Thaxterogaster multiformis

Scientific classification
- Kingdom: Fungi
- Division: Basidiomycota
- Class: Agaricomycetes
- Order: Agaricales
- Family: Cortinariaceae
- Genus: Thaxterogaster
- Species: T. multiformis
- Binomial name: Thaxterogaster multiformis (Fr.) Niskanen & Liimat.
- Synonyms: Cortinarius multiformis Fr.

= Thaxterogaster multiformis =

- Genus: Thaxterogaster
- Species: multiformis
- Authority: (Fr.) Niskanen & Liimat.
- Synonyms: Cortinarius multiformis Fr.

Species of fungus

Thaxterogaster multiformis, formerly known as Cortinarius multiformis, is a species of mushroom in the family Cortinariaceae. It is found in Western North America.

== Description ==
The cap of Thaxterogaster multiformis is ochre to brownish and about 3.5-8 centimeters in diameter.

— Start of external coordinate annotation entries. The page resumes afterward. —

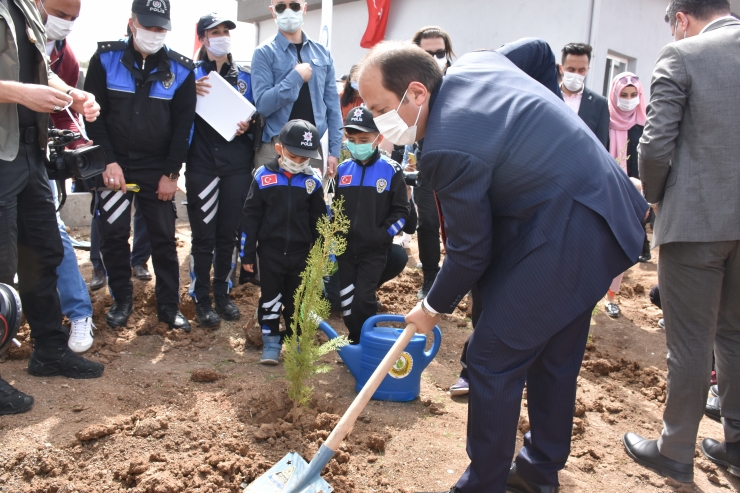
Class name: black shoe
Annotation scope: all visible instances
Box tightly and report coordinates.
[213,293,241,320]
[701,438,740,477]
[0,378,33,416]
[622,433,694,483]
[105,298,134,329]
[90,269,108,291]
[157,305,190,332]
[28,344,105,380]
[704,397,722,423]
[416,269,439,300]
[506,462,560,493]
[195,300,221,327]
[133,264,152,281]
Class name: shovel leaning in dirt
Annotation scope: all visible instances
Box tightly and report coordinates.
[244,324,416,493]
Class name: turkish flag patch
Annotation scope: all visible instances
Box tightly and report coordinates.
[262,175,277,187]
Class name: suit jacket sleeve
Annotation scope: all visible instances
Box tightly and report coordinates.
[638,45,689,204]
[424,151,493,313]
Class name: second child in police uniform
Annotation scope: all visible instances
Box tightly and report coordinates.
[85,0,196,331]
[185,13,254,327]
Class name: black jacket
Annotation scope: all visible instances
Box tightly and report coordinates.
[241,158,326,264]
[85,39,195,174]
[335,149,409,256]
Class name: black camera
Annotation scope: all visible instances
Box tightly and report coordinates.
[47,128,106,180]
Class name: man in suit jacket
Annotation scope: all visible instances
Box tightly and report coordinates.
[560,43,609,149]
[358,42,648,493]
[624,0,740,482]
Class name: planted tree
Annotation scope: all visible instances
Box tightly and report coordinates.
[283,199,349,422]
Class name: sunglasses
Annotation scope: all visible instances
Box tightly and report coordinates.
[273,2,303,14]
[427,50,447,60]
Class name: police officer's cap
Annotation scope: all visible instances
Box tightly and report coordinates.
[280,120,321,159]
[198,12,236,38]
[344,106,378,132]
[131,0,172,31]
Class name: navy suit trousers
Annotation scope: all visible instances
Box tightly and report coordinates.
[457,309,592,493]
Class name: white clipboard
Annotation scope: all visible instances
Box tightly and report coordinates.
[195,72,257,142]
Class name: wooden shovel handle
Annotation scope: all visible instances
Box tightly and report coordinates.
[324,324,416,452]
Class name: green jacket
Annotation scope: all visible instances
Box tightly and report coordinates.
[0,0,56,161]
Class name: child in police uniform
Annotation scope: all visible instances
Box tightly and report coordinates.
[336,106,409,344]
[241,120,326,365]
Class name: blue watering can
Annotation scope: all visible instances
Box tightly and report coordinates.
[319,315,442,402]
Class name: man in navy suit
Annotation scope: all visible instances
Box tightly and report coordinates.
[358,42,648,493]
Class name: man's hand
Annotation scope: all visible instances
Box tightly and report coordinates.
[195,75,213,96]
[236,118,249,137]
[406,302,441,334]
[157,175,177,202]
[103,163,126,190]
[64,89,100,122]
[295,63,313,82]
[326,156,339,177]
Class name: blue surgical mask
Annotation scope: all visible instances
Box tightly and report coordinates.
[347,138,378,161]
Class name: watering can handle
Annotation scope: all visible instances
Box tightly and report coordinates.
[324,324,416,452]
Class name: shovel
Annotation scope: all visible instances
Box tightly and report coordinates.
[244,324,416,493]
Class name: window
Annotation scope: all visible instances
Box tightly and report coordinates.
[603,53,628,99]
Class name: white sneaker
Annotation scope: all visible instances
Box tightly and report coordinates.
[67,317,95,353]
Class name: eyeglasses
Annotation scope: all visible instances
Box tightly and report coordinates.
[427,50,447,60]
[273,2,303,14]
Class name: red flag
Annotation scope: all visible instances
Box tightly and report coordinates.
[360,0,391,48]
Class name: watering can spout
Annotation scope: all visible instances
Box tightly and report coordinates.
[319,321,362,379]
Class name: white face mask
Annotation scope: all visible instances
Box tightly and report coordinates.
[563,72,586,92]
[208,36,231,58]
[134,28,167,55]
[374,89,422,145]
[41,2,75,41]
[275,9,303,34]
[617,98,640,112]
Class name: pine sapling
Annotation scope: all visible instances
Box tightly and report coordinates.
[283,199,349,422]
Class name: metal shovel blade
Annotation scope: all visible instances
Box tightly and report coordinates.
[243,452,334,493]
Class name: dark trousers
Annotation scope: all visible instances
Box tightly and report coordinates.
[337,253,386,344]
[0,140,66,343]
[90,195,152,269]
[414,175,441,273]
[457,309,592,493]
[257,247,308,341]
[96,168,180,306]
[185,171,252,303]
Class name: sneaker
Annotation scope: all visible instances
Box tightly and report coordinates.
[90,269,108,291]
[213,293,241,321]
[67,317,97,353]
[450,377,470,396]
[604,303,622,318]
[0,378,33,416]
[260,335,283,365]
[28,345,105,380]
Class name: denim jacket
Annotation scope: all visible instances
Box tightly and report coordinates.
[252,31,343,157]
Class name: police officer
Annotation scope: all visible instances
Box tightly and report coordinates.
[85,0,195,331]
[185,13,254,327]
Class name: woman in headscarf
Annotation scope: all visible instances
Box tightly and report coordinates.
[605,72,650,318]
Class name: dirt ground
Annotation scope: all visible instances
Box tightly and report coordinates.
[0,223,740,493]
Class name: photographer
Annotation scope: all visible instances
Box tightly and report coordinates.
[85,0,196,331]
[0,0,103,414]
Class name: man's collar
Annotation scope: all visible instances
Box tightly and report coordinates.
[699,15,738,34]
[275,29,308,51]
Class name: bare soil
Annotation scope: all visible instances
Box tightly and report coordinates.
[0,223,740,493]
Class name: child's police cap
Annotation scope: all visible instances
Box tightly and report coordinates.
[344,106,378,132]
[280,120,321,159]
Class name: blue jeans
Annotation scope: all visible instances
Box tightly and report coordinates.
[49,181,92,320]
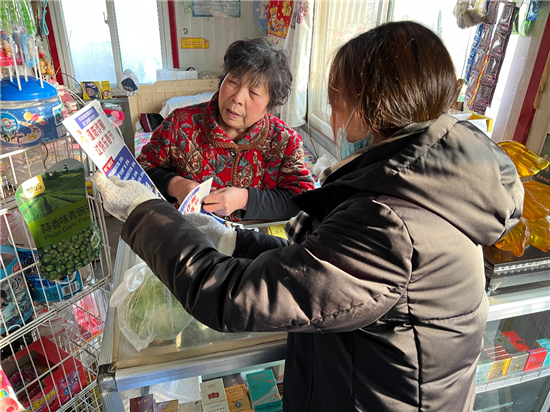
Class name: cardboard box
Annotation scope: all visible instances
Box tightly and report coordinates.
[200,378,229,412]
[246,369,282,412]
[80,82,101,100]
[523,348,548,372]
[535,339,550,367]
[483,345,512,379]
[493,330,529,374]
[100,80,113,99]
[225,383,254,412]
[155,399,179,412]
[476,351,493,383]
[2,337,86,412]
[179,401,202,412]
[508,351,529,375]
[502,330,531,352]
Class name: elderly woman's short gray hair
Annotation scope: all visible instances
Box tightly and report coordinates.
[218,37,292,111]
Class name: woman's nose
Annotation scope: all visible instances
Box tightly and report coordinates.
[233,87,246,105]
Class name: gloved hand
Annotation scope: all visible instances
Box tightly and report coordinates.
[183,213,237,256]
[94,171,157,222]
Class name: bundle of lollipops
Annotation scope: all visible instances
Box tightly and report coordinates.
[495,140,550,257]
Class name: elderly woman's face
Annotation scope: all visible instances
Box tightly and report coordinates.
[218,73,269,138]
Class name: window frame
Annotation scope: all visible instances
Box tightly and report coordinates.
[48,0,172,94]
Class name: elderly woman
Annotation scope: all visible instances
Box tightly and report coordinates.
[96,22,523,412]
[138,38,313,220]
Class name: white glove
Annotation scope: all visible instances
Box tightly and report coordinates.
[94,171,157,222]
[183,213,237,256]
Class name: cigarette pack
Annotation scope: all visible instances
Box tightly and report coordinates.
[130,393,155,412]
[246,369,282,411]
[200,378,229,412]
[225,383,253,412]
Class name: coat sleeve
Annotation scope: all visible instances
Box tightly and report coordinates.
[243,187,300,220]
[122,199,412,332]
[277,128,314,195]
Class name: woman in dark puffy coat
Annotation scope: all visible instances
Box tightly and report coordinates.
[96,22,523,412]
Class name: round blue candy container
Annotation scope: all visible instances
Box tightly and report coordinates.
[0,76,67,153]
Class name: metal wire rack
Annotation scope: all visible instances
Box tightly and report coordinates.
[0,137,112,412]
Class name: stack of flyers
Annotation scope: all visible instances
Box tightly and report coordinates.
[63,101,225,223]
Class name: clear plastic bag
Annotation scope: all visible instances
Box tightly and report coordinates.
[111,262,193,351]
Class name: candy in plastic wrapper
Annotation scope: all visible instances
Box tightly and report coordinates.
[489,31,510,56]
[480,55,501,86]
[485,0,500,24]
[464,70,479,102]
[498,3,516,31]
[525,0,540,21]
[478,24,495,51]
[472,53,485,72]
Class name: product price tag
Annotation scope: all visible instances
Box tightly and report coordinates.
[504,376,521,386]
[487,381,504,391]
[521,371,539,382]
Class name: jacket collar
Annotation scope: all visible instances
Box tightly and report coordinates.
[319,119,435,186]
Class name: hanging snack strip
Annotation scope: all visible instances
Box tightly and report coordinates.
[465,3,517,115]
[464,1,499,98]
[0,0,43,90]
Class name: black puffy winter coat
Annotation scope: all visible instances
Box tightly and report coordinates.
[122,115,523,412]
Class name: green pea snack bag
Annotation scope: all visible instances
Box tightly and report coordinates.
[15,159,102,280]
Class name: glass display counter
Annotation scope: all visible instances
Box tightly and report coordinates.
[98,240,286,412]
[98,241,550,412]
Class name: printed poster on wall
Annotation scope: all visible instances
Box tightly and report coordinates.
[193,0,241,18]
[63,100,224,222]
[267,0,293,47]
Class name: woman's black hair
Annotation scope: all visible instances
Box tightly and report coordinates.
[328,21,458,138]
[218,37,292,111]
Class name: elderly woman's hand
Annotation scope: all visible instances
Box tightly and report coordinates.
[202,187,248,216]
[167,176,203,205]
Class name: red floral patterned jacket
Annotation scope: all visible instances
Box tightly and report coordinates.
[138,93,313,217]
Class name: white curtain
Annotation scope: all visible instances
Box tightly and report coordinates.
[268,0,314,127]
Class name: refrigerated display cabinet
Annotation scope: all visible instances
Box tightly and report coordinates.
[98,241,550,412]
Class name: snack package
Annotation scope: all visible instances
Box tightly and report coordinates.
[0,369,24,412]
[15,159,103,280]
[80,82,101,100]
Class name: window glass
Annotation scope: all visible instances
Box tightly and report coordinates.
[308,0,517,139]
[61,0,116,83]
[114,0,162,83]
[388,0,476,77]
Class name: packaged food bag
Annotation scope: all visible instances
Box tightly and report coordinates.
[110,262,193,351]
[15,159,103,280]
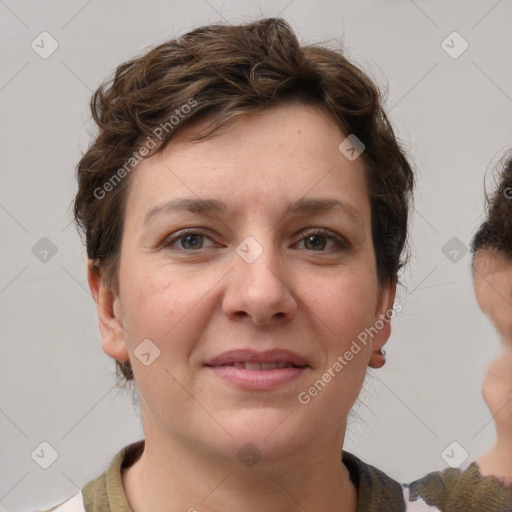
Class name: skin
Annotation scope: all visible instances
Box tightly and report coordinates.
[473,250,512,485]
[88,103,395,512]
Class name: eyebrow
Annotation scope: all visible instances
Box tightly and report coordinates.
[144,197,363,224]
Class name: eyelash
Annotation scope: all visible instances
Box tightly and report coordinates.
[162,228,350,252]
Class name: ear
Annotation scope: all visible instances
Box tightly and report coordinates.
[368,279,396,368]
[87,260,129,361]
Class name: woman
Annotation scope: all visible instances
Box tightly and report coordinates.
[35,19,448,512]
[471,158,512,489]
[408,159,512,512]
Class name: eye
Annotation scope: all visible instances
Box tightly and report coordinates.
[300,228,349,252]
[162,230,217,251]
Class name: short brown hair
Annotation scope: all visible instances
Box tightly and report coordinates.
[74,18,414,380]
[471,156,512,261]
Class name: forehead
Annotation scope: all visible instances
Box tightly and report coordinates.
[127,103,370,224]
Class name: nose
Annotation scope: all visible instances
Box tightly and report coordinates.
[222,238,297,326]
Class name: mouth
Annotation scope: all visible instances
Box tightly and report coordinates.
[205,361,308,371]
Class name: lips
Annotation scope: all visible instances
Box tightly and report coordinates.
[205,349,309,371]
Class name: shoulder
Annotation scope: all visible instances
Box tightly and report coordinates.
[32,440,144,512]
[342,451,441,512]
[405,463,512,512]
[32,491,86,512]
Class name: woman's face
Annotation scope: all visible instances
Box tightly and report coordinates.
[90,104,394,457]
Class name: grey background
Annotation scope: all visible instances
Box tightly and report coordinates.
[0,0,512,511]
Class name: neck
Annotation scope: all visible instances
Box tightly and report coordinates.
[477,344,512,485]
[123,418,357,512]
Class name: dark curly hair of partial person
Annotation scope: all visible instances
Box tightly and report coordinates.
[471,156,512,260]
[74,18,414,380]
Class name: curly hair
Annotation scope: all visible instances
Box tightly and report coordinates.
[74,18,414,380]
[471,157,512,262]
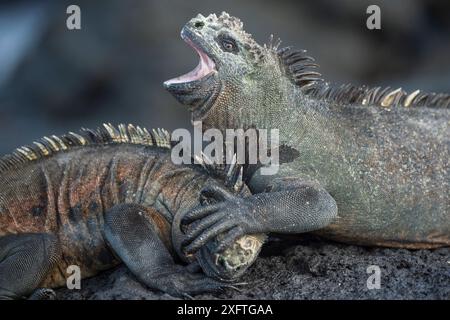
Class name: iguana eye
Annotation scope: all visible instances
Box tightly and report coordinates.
[219,36,238,53]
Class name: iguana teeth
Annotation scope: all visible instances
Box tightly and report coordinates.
[43,136,59,151]
[381,88,403,107]
[16,147,37,160]
[33,141,49,156]
[52,135,67,150]
[403,90,420,107]
[69,131,86,146]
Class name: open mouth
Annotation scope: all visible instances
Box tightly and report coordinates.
[164,33,216,86]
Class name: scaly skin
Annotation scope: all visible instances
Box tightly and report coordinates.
[0,126,264,299]
[165,13,450,252]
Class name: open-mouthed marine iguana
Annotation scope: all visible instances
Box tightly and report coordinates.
[164,13,450,252]
[0,125,265,299]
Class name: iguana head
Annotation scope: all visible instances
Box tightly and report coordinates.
[164,13,283,126]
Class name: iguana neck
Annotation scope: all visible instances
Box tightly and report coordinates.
[202,74,334,149]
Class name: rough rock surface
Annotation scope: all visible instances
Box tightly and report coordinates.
[57,237,450,299]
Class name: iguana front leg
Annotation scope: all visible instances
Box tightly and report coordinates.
[104,204,234,296]
[182,172,337,254]
[0,233,61,300]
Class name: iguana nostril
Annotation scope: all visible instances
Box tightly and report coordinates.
[194,21,205,29]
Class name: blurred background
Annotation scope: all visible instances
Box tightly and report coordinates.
[0,0,450,155]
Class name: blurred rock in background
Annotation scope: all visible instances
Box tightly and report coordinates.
[0,0,450,154]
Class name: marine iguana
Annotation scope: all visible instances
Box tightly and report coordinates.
[164,13,450,253]
[0,125,265,299]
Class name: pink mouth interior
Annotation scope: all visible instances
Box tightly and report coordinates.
[164,38,216,85]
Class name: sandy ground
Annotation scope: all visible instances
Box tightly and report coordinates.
[57,237,450,299]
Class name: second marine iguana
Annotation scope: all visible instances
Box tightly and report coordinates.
[0,125,265,299]
[164,13,450,252]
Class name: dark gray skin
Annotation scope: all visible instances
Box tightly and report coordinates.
[0,125,259,299]
[164,13,450,253]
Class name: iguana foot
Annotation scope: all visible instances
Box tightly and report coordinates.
[28,288,56,300]
[152,265,236,298]
[0,233,60,299]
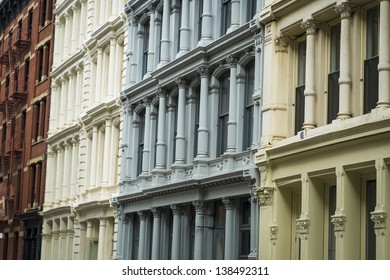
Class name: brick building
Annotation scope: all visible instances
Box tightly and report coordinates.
[0,0,54,259]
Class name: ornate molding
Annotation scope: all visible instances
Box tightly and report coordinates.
[331,215,347,238]
[274,35,291,52]
[371,211,387,236]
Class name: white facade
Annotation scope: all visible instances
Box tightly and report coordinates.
[42,0,127,259]
[256,0,390,259]
[114,0,262,259]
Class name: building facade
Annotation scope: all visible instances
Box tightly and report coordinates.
[114,0,262,259]
[256,0,390,259]
[0,0,54,259]
[42,0,127,260]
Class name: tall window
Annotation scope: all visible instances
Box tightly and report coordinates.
[328,24,341,123]
[221,0,232,36]
[243,61,255,150]
[364,6,379,114]
[142,21,150,76]
[365,180,376,260]
[239,198,251,259]
[137,111,145,175]
[217,73,230,156]
[295,41,306,134]
[246,0,257,21]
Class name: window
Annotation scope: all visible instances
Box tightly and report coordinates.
[243,61,255,150]
[137,111,145,176]
[239,198,251,259]
[246,0,257,21]
[221,0,232,36]
[295,41,306,134]
[364,6,379,114]
[328,24,341,123]
[24,58,30,92]
[365,180,376,260]
[142,22,150,76]
[217,74,230,156]
[328,186,336,260]
[213,201,226,260]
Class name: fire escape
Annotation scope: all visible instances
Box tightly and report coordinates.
[0,23,30,223]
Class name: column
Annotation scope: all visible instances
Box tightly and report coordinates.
[198,0,213,46]
[171,204,183,260]
[175,77,188,164]
[377,0,390,108]
[62,142,71,201]
[192,200,207,260]
[102,118,113,185]
[138,211,147,260]
[79,0,87,44]
[58,76,68,127]
[178,0,191,56]
[226,55,238,153]
[55,146,64,202]
[96,47,103,105]
[70,138,78,197]
[145,4,155,78]
[196,65,210,158]
[89,125,99,188]
[152,207,161,260]
[106,36,119,99]
[142,100,151,175]
[302,19,318,129]
[98,218,107,260]
[66,71,75,125]
[227,0,241,33]
[371,159,390,260]
[331,167,361,260]
[336,3,353,119]
[155,88,167,169]
[222,197,235,260]
[159,0,171,67]
[62,12,70,59]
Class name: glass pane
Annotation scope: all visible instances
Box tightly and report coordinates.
[366,6,379,59]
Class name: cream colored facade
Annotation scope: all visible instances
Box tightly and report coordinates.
[42,0,127,259]
[256,0,390,259]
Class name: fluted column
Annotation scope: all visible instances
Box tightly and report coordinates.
[222,197,234,260]
[89,125,99,187]
[155,88,167,169]
[98,218,107,260]
[102,119,113,185]
[377,0,390,108]
[226,55,238,153]
[78,0,87,44]
[142,100,151,175]
[198,0,213,46]
[152,207,161,260]
[55,146,64,202]
[228,0,241,32]
[106,36,118,99]
[66,71,75,125]
[171,204,183,260]
[96,47,103,105]
[175,77,188,164]
[178,0,191,56]
[159,0,171,67]
[138,211,147,260]
[196,65,210,158]
[192,200,207,260]
[336,3,353,119]
[145,5,156,78]
[302,19,318,129]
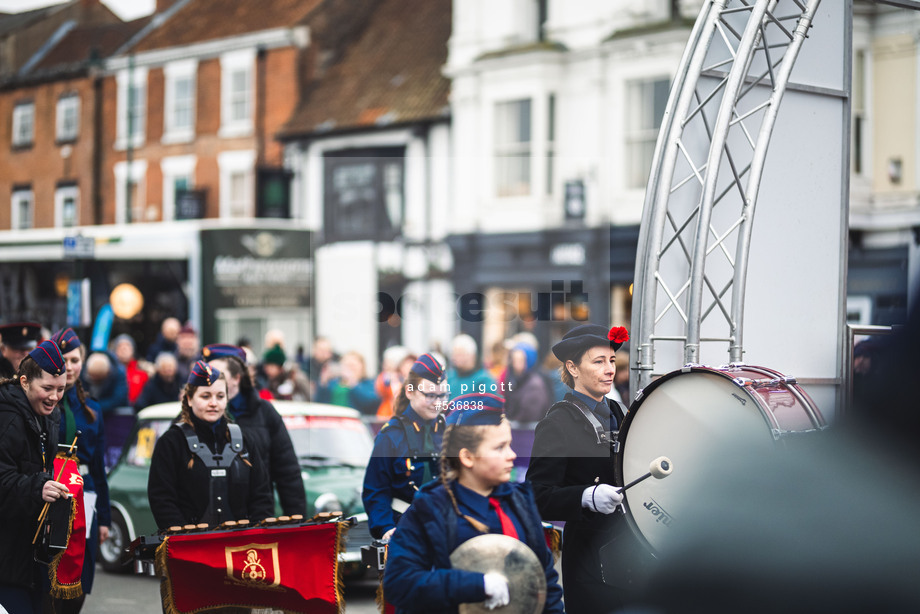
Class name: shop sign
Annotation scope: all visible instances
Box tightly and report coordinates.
[201,228,313,309]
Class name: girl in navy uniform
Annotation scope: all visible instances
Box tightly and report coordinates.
[0,340,70,614]
[361,354,448,541]
[383,393,565,614]
[51,328,112,614]
[147,360,274,529]
[527,324,648,614]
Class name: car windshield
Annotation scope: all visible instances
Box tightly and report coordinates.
[125,419,172,467]
[284,416,374,467]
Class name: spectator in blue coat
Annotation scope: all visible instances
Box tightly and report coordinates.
[81,352,128,414]
[51,328,112,614]
[383,393,565,614]
[361,354,447,540]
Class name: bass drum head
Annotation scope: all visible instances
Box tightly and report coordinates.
[616,368,774,553]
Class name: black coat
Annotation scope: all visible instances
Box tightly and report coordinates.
[0,381,58,590]
[228,390,307,516]
[527,395,648,614]
[147,417,274,529]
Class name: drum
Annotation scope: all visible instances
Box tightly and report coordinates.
[615,365,825,554]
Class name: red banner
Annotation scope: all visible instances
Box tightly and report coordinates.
[48,454,86,599]
[156,522,347,614]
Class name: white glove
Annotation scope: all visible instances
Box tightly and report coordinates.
[482,571,511,610]
[581,484,623,514]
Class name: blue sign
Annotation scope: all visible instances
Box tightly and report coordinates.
[67,279,83,326]
[90,303,115,352]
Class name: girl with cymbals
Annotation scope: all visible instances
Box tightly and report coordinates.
[383,393,564,614]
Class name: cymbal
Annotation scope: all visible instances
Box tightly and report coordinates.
[450,533,546,614]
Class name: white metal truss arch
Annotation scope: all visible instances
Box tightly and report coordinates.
[630,0,820,390]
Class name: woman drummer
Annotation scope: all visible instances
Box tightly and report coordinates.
[51,328,112,614]
[361,354,449,541]
[383,393,564,614]
[147,360,274,529]
[527,324,635,614]
[0,340,69,614]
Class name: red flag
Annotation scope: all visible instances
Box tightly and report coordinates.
[48,453,86,599]
[156,522,347,614]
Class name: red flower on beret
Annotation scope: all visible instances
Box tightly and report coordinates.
[607,326,629,343]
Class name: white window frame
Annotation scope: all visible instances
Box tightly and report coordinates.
[492,96,535,198]
[54,92,80,143]
[114,160,147,224]
[160,156,198,222]
[12,100,35,147]
[115,66,147,149]
[217,149,256,219]
[54,185,80,228]
[10,188,35,230]
[218,49,256,138]
[624,75,671,190]
[163,59,198,143]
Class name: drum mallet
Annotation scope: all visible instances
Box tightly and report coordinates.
[620,456,674,492]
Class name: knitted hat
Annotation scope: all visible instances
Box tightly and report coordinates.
[262,344,287,367]
[51,328,82,354]
[410,354,444,384]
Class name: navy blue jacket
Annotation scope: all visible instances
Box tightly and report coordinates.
[361,406,444,538]
[383,481,565,614]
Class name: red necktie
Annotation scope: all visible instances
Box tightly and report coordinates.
[489,497,518,539]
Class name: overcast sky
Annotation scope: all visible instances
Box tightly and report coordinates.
[0,0,156,21]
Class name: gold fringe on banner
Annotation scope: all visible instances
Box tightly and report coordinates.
[48,486,86,599]
[154,536,182,614]
[334,522,351,614]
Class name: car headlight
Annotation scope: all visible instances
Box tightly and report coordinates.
[315,492,345,514]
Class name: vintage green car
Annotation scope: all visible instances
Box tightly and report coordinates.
[99,401,373,577]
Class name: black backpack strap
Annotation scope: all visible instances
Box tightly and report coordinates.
[546,394,616,445]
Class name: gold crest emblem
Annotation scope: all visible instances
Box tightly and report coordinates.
[224,542,281,588]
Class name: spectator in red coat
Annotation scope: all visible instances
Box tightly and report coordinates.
[112,335,153,405]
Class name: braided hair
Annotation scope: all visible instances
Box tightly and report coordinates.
[440,417,507,533]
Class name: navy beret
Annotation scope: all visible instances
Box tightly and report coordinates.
[201,343,246,364]
[188,360,220,386]
[410,354,444,384]
[29,339,64,376]
[51,328,82,354]
[446,392,505,426]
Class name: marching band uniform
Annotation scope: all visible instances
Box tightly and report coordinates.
[51,328,112,608]
[0,341,64,614]
[383,393,564,614]
[361,354,444,539]
[147,361,274,529]
[527,324,648,614]
[201,343,307,516]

It starts out convex or round and becomes broadly convex as the mushroom gets older. It is slimy when wet. The gills start out whitish, before browner as they mature. They can be adnate, adnexed, or notched. The stipe is about 3.8-6.7 centimeters long and 0.9-1.5 centimeters wide at the top. It is bulbous at the base. It is whitish to brownish and fibrillose, and a cortina is present. The spore print is rusty brown.

=== Similar species ===
Several species are similar to Thaxterogaster multiformis, including T. talus and T. talimultiformis. T. talus is similar to T. multiformis, but has pale-colored gills and a cream-colored cap with dark streaks. T. talimultiformis is nearly indistinguishable from T. multiformis, and is best distinguished through DNA analysis.

== Habitat and ecology ==
Thaxterogaster multiformis is found under conifer trees in forests. In the mountains, it more commonly grows under fir, while near the coast, it normally grows under spruce.

== Edibility ==
While Thaxterogaster multiformis is consumed in China and Europe, it is not recommended for consumption, at least in North America. This is because the edibility of the North American variant of this species is unknown, and there are many similar species.